視界が真っ白で何も見えない時でも「こんな時くらいは外しなさい」と言われることが多いし、茶化す人もいるわけで……私はもはや諦めているのだ。
雨の日や気圧、気分の浮き沈みによって普段平気な屋内でも目を開けられないことがあるし、できるなら外さずにいたいが、絡まれる要因を作りたくはない。

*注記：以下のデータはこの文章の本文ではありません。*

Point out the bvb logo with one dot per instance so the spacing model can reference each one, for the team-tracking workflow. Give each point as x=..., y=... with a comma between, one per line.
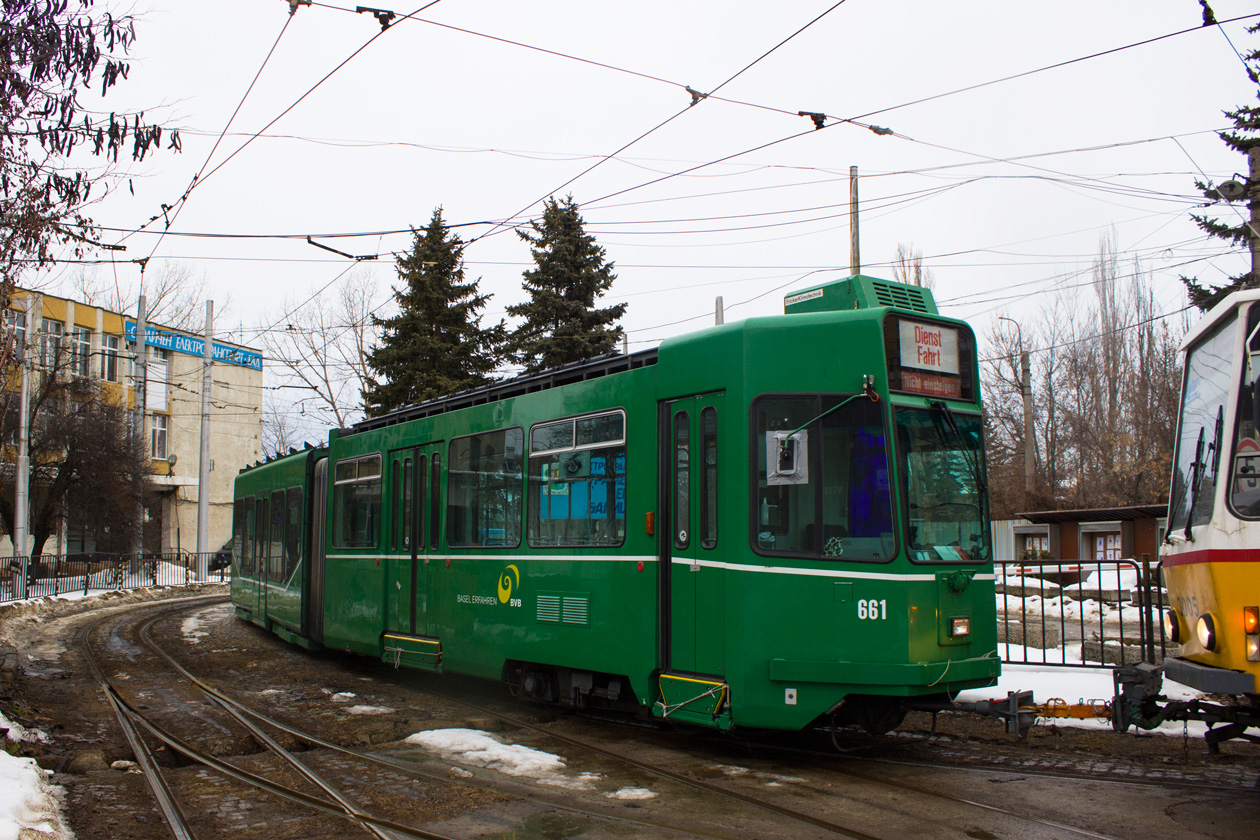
x=508, y=581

そう考えると、中学まで過敏症に気付かず裸眼で過ごしていた頃の体調不良の多さも納得である。サングラスしていても体調を崩す頻度やら眩しくて目を開けられないことも多いので、当時は本当に大変だった。
先天的な体質故に、当たり前なそれらが「過敏症」と知った時、「だから仮病を疑われてたのか……」とすごく複雑だったのは印象深い思い出だ。
ーーそんな話はさておき。
私は力が入らずフラフラとする身体を叱咤して車から降り、ゆっくりと会場入り口まで歩く。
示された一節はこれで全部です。